1.2.3 Types of Functions

• A one-to-one function (injective function) exists if each element in the domain has a distinct image in the co-domain.
• An onto function (surjective function) exists if each element in the co-domain has at least one pre-image in the domain.
• A one-to-one correspondence (bijective) occurs when a function is both one-to-one and onto.

1.2.4 Graphs of Functions

• A linear function is defined by f(x) = ax + b (where $a \neq 0$), and its graph is a straight line.
• The constant a represents the slope and b is the y-intercept.
• A constant function is defined by f(x) = b; its domain is all real numbers and its range is the single value $\{b\}$.
• A quadratic function is defined by $f(x) = ax^2 + bx + c$ (where $a \neq 0$); its graph is a U-shaped curve called a parabola.
• The number a is the leading coefficient of the function.
• All parabolas are symmetric with respect to a line called the axis of symmetry.
• The vertex is the point on the coordinate system where the graph turns either upward or downward
• This vertex is also known as the turning point of the graph.
• If $a > 0$, the parabola opens upward and the vertex provides a minimum value.
• If $a < 0$, the parabola opens downward and the vertex provides a maximum value.
• The x-intercept is the point where the graph crosses the x-axis (y = 0).
• The y-intercept is the point where the graph crosses the y-axis (x = 0).

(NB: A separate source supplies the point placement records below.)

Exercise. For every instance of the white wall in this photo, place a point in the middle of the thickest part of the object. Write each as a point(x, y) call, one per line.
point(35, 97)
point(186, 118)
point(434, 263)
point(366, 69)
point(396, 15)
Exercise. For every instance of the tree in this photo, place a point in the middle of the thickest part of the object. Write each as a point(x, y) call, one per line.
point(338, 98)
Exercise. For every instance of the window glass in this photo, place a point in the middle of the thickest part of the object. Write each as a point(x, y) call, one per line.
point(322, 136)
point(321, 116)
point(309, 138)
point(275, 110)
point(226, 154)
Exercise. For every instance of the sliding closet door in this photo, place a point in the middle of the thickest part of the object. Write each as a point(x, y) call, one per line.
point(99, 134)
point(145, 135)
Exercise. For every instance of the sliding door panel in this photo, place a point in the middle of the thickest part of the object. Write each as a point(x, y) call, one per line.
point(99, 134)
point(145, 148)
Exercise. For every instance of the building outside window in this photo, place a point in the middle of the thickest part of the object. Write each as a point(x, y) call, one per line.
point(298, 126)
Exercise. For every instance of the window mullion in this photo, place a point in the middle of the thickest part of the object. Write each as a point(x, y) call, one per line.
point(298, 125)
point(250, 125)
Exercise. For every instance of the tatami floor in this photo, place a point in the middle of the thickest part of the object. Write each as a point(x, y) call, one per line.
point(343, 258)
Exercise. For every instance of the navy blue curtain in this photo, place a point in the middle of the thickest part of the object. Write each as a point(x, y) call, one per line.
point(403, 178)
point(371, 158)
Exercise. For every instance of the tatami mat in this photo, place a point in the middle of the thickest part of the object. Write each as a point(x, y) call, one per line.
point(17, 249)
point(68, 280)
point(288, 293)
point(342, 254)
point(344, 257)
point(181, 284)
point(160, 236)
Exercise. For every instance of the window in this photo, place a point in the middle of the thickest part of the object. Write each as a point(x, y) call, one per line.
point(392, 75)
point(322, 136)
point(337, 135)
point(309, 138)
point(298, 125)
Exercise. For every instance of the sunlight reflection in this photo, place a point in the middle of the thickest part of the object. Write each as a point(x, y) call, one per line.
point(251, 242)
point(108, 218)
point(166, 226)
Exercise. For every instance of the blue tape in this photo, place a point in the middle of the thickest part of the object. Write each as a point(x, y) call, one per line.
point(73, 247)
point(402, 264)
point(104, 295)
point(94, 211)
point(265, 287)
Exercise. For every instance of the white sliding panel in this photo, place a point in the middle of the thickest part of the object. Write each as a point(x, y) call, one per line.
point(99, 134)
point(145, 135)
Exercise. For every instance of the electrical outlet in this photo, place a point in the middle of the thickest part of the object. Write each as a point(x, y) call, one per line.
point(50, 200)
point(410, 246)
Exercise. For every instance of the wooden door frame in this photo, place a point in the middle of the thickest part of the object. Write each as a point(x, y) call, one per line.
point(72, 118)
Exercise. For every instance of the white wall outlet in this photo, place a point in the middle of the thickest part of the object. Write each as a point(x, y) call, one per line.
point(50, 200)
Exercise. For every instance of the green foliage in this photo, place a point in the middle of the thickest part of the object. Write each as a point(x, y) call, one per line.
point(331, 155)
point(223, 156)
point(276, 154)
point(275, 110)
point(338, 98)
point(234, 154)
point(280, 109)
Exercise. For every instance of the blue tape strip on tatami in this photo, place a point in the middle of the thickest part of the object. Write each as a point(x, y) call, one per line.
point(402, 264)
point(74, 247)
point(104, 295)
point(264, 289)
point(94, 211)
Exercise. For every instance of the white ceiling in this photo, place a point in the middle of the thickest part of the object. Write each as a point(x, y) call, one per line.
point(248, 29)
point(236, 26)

Process: Solving Quadratic Equations Graphically

1. Rearrange the equation so that one side is equal to zero, forming the function f(x) = 0.
2. Draw the graph of the quadratic function.
3. Read the x-coordinate(s) of the point(s) where the curve crosses the x-axis; these are the solutions.

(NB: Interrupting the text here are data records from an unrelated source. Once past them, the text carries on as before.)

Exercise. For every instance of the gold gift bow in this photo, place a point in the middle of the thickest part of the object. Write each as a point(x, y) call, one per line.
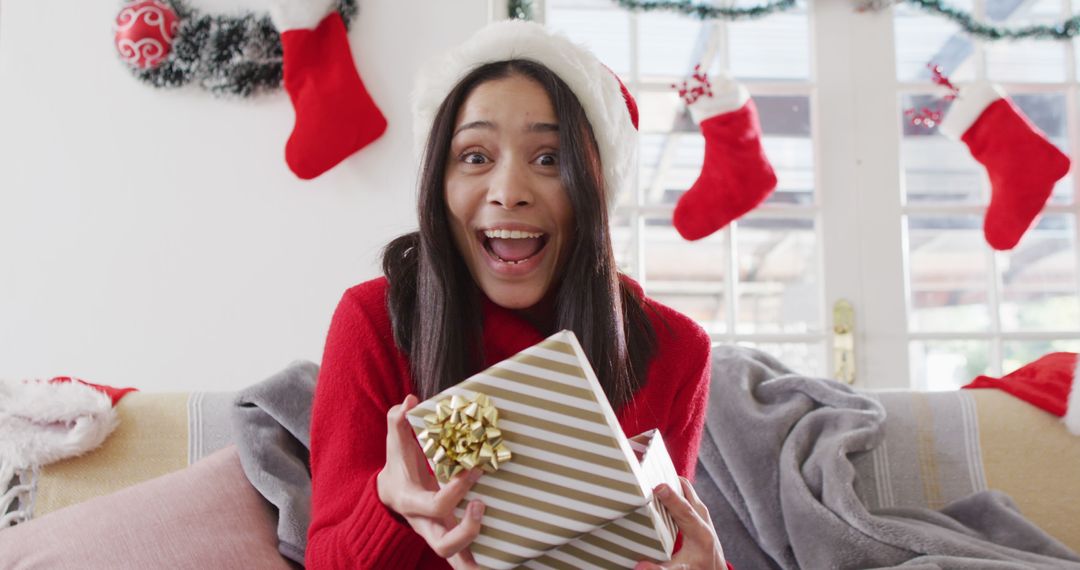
point(463, 434)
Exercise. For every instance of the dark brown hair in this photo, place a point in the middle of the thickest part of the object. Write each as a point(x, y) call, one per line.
point(435, 306)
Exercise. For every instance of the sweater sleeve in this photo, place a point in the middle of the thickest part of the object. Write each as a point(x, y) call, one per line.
point(687, 418)
point(359, 381)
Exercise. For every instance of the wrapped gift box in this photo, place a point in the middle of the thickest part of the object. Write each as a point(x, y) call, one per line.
point(575, 492)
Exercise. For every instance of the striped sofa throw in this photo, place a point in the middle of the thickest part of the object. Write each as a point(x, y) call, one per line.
point(575, 492)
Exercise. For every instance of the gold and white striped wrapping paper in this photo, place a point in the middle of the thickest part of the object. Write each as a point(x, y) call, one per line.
point(577, 492)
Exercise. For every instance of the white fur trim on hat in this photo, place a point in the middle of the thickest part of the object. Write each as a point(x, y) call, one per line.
point(970, 103)
point(595, 85)
point(298, 14)
point(1071, 417)
point(43, 422)
point(728, 95)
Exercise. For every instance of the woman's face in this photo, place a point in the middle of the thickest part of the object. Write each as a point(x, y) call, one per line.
point(510, 215)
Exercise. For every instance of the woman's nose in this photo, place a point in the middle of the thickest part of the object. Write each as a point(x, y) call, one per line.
point(510, 185)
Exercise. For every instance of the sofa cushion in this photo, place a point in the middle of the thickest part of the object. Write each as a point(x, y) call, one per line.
point(159, 433)
point(203, 516)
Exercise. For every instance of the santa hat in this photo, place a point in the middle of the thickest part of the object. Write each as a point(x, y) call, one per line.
point(44, 422)
point(610, 109)
point(1047, 383)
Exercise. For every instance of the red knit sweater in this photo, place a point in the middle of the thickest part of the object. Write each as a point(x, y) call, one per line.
point(363, 375)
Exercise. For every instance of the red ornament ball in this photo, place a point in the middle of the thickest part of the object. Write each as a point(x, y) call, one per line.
point(145, 31)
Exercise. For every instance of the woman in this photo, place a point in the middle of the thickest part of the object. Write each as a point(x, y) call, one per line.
point(527, 137)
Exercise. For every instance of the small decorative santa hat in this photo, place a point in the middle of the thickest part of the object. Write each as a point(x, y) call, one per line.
point(608, 105)
point(1047, 383)
point(43, 422)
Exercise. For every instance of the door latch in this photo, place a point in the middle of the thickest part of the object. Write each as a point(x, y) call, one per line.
point(844, 341)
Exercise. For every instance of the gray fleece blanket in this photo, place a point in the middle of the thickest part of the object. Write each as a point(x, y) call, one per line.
point(775, 472)
point(271, 426)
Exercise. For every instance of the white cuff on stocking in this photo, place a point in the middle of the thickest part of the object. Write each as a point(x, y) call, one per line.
point(728, 95)
point(970, 103)
point(299, 14)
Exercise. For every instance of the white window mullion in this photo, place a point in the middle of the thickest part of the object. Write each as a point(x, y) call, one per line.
point(859, 185)
point(731, 280)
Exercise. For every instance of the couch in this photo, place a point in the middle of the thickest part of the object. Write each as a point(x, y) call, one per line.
point(937, 447)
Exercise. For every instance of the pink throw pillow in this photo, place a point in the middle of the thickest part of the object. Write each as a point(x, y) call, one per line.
point(204, 516)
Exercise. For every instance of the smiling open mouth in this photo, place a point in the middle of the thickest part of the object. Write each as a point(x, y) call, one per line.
point(512, 246)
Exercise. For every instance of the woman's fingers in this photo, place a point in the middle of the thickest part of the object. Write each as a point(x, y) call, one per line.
point(691, 497)
point(670, 566)
point(458, 538)
point(441, 504)
point(685, 516)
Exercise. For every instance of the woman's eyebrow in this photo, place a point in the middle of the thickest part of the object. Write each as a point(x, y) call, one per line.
point(542, 127)
point(474, 124)
point(531, 127)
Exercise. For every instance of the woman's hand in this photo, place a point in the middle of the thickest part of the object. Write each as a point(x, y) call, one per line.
point(701, 548)
point(408, 488)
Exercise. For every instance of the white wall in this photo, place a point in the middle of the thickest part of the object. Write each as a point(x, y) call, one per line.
point(157, 239)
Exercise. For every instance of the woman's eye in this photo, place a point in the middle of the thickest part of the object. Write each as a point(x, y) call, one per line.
point(548, 160)
point(473, 158)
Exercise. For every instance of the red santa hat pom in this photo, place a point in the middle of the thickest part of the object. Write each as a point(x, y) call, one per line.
point(1047, 383)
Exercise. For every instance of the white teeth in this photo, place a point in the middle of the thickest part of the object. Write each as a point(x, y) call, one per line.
point(511, 234)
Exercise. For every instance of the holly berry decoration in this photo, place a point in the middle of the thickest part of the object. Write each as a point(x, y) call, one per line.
point(145, 32)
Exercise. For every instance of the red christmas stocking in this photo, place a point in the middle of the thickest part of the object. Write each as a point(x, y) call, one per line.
point(736, 176)
point(1023, 165)
point(335, 116)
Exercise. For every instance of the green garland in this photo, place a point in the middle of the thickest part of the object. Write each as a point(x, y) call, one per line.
point(707, 11)
point(520, 9)
point(1063, 30)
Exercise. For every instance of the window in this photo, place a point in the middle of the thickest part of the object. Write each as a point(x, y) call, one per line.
point(868, 207)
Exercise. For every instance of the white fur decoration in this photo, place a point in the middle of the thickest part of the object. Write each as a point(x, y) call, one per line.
point(42, 422)
point(1071, 417)
point(594, 84)
point(728, 95)
point(969, 105)
point(298, 14)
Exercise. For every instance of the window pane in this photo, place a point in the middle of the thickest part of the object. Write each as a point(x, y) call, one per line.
point(669, 45)
point(671, 163)
point(688, 276)
point(774, 48)
point(1048, 112)
point(807, 358)
point(923, 38)
point(947, 364)
point(1039, 279)
point(622, 242)
point(1030, 59)
point(605, 30)
point(778, 275)
point(936, 168)
point(948, 268)
point(1020, 352)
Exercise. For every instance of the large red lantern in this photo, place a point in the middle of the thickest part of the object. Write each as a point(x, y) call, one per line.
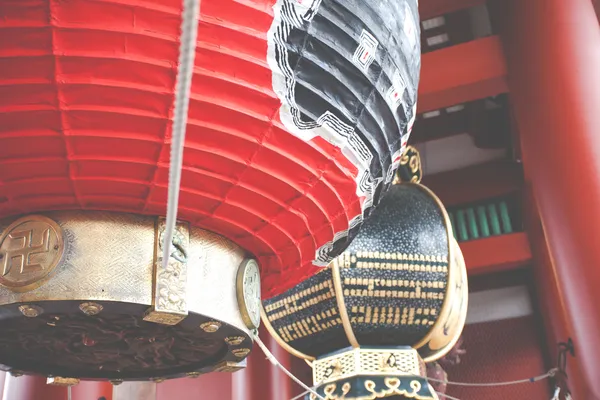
point(299, 113)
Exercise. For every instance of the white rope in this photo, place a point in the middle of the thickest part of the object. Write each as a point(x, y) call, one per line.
point(447, 396)
point(548, 374)
point(187, 53)
point(274, 361)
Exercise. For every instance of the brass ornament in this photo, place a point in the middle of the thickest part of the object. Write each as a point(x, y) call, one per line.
point(30, 311)
point(240, 353)
point(210, 326)
point(30, 250)
point(169, 302)
point(339, 296)
point(234, 340)
point(109, 261)
point(248, 292)
point(230, 366)
point(366, 361)
point(410, 168)
point(90, 308)
point(60, 381)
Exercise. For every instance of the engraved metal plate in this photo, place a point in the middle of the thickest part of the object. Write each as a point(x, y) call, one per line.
point(248, 293)
point(169, 290)
point(30, 250)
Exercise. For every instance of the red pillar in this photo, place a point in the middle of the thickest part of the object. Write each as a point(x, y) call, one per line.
point(92, 390)
point(31, 388)
point(553, 58)
point(35, 388)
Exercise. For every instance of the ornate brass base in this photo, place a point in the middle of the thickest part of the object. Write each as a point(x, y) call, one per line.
point(371, 373)
point(85, 295)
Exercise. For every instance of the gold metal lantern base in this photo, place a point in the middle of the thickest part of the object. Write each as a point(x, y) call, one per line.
point(371, 373)
point(85, 295)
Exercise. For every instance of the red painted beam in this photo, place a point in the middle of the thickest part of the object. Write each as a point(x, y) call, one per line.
point(497, 253)
point(553, 56)
point(480, 182)
point(433, 8)
point(462, 73)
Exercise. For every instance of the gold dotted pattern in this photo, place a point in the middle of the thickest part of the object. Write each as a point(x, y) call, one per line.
point(310, 325)
point(367, 362)
point(393, 315)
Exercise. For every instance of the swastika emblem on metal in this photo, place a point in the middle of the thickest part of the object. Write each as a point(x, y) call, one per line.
point(30, 249)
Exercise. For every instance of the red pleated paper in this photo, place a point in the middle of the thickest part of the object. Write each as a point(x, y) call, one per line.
point(86, 102)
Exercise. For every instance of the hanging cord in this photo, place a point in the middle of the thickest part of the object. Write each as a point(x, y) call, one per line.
point(447, 396)
point(274, 361)
point(187, 53)
point(564, 349)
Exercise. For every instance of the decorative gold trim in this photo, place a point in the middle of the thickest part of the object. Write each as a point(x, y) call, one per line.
point(461, 315)
point(339, 297)
point(392, 388)
point(39, 236)
point(369, 361)
point(169, 287)
point(234, 340)
point(240, 353)
point(90, 308)
point(240, 293)
point(210, 326)
point(31, 311)
point(229, 366)
point(448, 299)
point(279, 340)
point(60, 381)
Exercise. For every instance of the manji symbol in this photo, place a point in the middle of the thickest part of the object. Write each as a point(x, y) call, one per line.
point(23, 254)
point(30, 250)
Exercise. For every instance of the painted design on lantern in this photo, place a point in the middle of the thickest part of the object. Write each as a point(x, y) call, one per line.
point(31, 248)
point(365, 52)
point(290, 15)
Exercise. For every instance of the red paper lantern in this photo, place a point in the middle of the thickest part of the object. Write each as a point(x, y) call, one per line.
point(287, 147)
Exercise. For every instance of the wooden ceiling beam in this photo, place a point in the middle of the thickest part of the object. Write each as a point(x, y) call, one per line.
point(462, 73)
point(476, 183)
point(433, 8)
point(497, 253)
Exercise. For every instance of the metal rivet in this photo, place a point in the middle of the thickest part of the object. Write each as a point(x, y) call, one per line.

Process: Solving Quadratic Inequalities Graphically

1. Write the quadratic inequality in standard form ($ax^2 + bx + c \ge 0$ or $\le 0$).
2. Graph the quadratic function $f(x) = ax^2 + bx + c$ using properties like the vertex and intercepts.
3. If seeking values where f(x) < 0, identify the region where the parabola is below the x-axis.
4. If seeking values where f(x) > 0, identify the region where the parabola is above the x-axis.

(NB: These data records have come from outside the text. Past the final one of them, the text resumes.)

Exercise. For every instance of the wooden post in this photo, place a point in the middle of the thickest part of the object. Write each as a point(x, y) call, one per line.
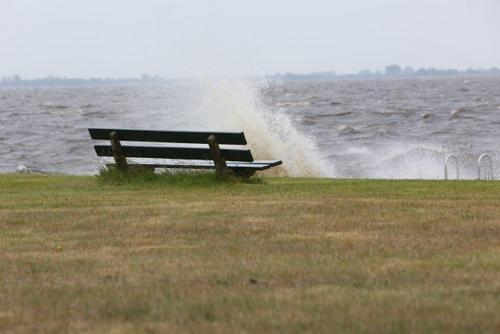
point(116, 147)
point(220, 164)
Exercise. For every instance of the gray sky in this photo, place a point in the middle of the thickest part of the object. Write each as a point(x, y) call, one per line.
point(189, 38)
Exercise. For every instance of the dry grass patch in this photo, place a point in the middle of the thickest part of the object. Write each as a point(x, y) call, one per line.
point(278, 255)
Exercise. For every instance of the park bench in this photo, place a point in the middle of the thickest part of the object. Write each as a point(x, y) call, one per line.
point(183, 154)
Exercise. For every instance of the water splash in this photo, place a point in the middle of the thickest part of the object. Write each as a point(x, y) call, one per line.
point(235, 105)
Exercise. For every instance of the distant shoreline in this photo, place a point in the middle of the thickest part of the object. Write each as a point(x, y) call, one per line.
point(391, 72)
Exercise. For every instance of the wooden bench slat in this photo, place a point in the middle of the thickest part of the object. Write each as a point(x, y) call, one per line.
point(209, 165)
point(194, 137)
point(183, 153)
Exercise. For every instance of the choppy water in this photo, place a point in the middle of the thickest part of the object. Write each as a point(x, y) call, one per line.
point(372, 129)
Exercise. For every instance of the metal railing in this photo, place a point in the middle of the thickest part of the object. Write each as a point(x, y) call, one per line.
point(485, 167)
point(446, 161)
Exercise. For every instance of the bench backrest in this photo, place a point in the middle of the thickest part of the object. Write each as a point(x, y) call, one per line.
point(177, 137)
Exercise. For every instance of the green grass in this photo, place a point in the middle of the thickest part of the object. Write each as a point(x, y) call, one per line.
point(188, 253)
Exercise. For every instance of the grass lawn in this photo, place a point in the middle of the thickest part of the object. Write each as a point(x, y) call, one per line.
point(188, 254)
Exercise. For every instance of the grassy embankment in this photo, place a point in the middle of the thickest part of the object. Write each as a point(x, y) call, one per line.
point(283, 255)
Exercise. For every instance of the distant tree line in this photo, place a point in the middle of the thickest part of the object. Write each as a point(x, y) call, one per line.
point(391, 71)
point(16, 81)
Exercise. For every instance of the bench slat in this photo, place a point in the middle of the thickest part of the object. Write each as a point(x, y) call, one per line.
point(184, 153)
point(209, 165)
point(194, 137)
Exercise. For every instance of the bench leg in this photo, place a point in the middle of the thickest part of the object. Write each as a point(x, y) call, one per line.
point(116, 147)
point(220, 164)
point(244, 172)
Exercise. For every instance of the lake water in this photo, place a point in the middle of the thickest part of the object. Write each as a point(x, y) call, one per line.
point(353, 128)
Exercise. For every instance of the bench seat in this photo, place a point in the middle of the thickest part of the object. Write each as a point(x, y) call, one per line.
point(211, 156)
point(255, 165)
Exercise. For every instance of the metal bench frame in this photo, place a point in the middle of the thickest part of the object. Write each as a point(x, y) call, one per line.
point(226, 161)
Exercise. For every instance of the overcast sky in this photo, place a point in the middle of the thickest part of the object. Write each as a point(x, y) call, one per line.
point(191, 38)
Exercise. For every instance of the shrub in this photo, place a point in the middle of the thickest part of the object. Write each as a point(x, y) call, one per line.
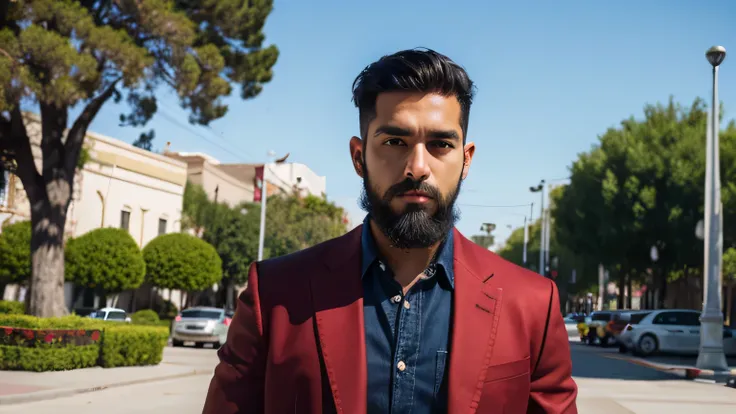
point(9, 307)
point(15, 252)
point(107, 259)
point(182, 261)
point(145, 317)
point(45, 350)
point(119, 344)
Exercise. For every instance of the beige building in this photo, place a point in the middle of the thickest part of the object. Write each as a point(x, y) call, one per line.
point(120, 186)
point(236, 183)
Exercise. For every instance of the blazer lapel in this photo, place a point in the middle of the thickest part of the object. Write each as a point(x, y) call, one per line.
point(337, 295)
point(477, 308)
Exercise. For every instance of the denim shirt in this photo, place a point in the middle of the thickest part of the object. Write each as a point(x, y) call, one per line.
point(407, 337)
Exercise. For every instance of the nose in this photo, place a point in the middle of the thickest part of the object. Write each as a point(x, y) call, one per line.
point(417, 167)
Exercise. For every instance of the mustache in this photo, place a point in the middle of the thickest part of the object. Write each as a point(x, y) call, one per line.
point(412, 185)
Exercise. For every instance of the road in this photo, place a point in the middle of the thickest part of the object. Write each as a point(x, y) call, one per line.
point(608, 385)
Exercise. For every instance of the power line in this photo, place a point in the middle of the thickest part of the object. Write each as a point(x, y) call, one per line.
point(496, 206)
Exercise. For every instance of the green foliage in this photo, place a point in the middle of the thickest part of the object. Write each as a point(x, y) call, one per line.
point(729, 264)
point(294, 223)
point(65, 51)
point(10, 307)
point(181, 261)
point(642, 186)
point(107, 259)
point(19, 358)
point(121, 344)
point(15, 252)
point(59, 54)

1.3 Applications of Relations and Functions

• Relations model real-world dependencies, such as the relationship between a woman’s femur length and her height used in forensic science.
• Linear functions are used to calculate service costs, such as electrician fees based on hours worked ($C(t) = 150t + 70$).
• Quadratic functions model the motion of objects thrown into the air, reaching a peak at the maximum value before falling.

Key Terminology

• Axis (orthogonal-axis): One of the perpendicular lines defining a coordinate system.
• Axis of symmetry: The vertical line that passes through the vertex of a parabola.
• Combination of functions: A new function formed by performing arithmetic operations on two or more functions.
• Constant function: A function that can be written in the form f(x) = b.
• Coordinate system: A system defined by an ordered pair of perpendicular lines used to represent ordered pairs graphically.
• Domain: The set of all first components in the ordered pairs of a relation or the valid input set for a function.
• Function: A special type of relation where each input is related to exactly one output.
• Leading coefficient: The coefficient a of the highest-degree term in a polynomial function.
• Linear function: A function written as f(x) = ax + b, where $a \neq 0$.
• Parabola: The U-shaped curve representing the graph of a quadratic function.
• Quadratic function: A function written as $f(x) = ax^2 + bx + c$, where $a \neq 0$.
• Range: The set of all second components in the ordered pairs of a relation or the set of output values for a function.
• Relation: A set of ordered pairs linking objects or values.
• Slope: A constant a that determines the steepness and direction of a linear function.
• Turning point: The point on a coordinate system where a quadratic function turns either upward or downward.
• Vertex: The intersection point of a parabola and its axis of symmetry.
• X-intercept: The coordinate where a graph crosses the horizontal axis.
• Y-intercept: The coordinate where a graph crosses the vertical axis.